The IRS has been working on these rules for years. Every informed commentator we’ve heard from says that something close to these proposals will be put in place, as early as December 1, 2016, and in any event, not much after that date. Congressional action is not likely and court challenges will take years to unravel. SO WE BELIEVE THIS IS A REAL ISSUE for many of our clients.
During the election season, tax proposals can be found everywhere. But one proposal that is likely to get serious attention “rolls back” the Federal Tax exclusion from $5.45 Million to $3.5 Million. For Illinois residents, this means the current state threshold of $4 Million would also be reduced. This would dramatically increase the impact of these new regulations.
What Can Be Done About It? Fortunately, families that may be affected have a short window of opportunity to take action before the Section 2704 regulations go into effect.
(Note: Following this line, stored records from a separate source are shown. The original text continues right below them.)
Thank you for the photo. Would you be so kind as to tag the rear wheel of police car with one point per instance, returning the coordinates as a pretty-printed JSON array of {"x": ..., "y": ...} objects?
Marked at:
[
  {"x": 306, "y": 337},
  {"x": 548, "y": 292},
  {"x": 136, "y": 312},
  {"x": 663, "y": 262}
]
The Treasury Department, for procedural reasons, cannot finalize the regulations until December 2016 at the earliest. In the meantime, we believe you can make gifts or sales to your family taking full advantage of the current law, which allows valuation adjustments.
If you are in our Annual Family Heritage Protection (Maintenance) Plan and believe your family farm or business could be affected: We believe your situation calls for attention. For general information, consider signing up for one of our free SEMINARS on the subject. A schedule of times and locations will shortly be posted here. As a member of our Family Heritage Protection (Maintenance) Plan, you can also call our office to schedule a free personal consultation. Having a recent financial statement or asset spreadsheet available will be helpful.
If you are not in our Annual Family Heritage Protection (Maintenance) Plan and you believe you and your family might be impacted by these changes, consider signing up for one of our free SEMINARS on the subject. A schedule of times and locations will shortly be posted here. We can arrange for a preliminary assessment of your situation in a private appointment, for which there will be a fee.
Frankly, because we only have until early December to develop and complete these complex plans, time is at a premium. While we will do all we can to help our friends and clients, it will be a “first to the table” situation.
We will also post, as time allows, other information on this subject here, on our website.
Family Business planning will remain important and feasible. Planning for succession in control and economic interest is a good idea regardless. It is only the estate tax implications that are changing. But these may change plans.
Again, please feel free to share this information.
David M. Frisse, Rick A. Brewster and L. Kaye DeSelms Dent
FRISSE & BREWSTER LAW OFFICES
This letter is offered for educational and informational purposes only. It is not intended as directed legal advice to any person receiving it.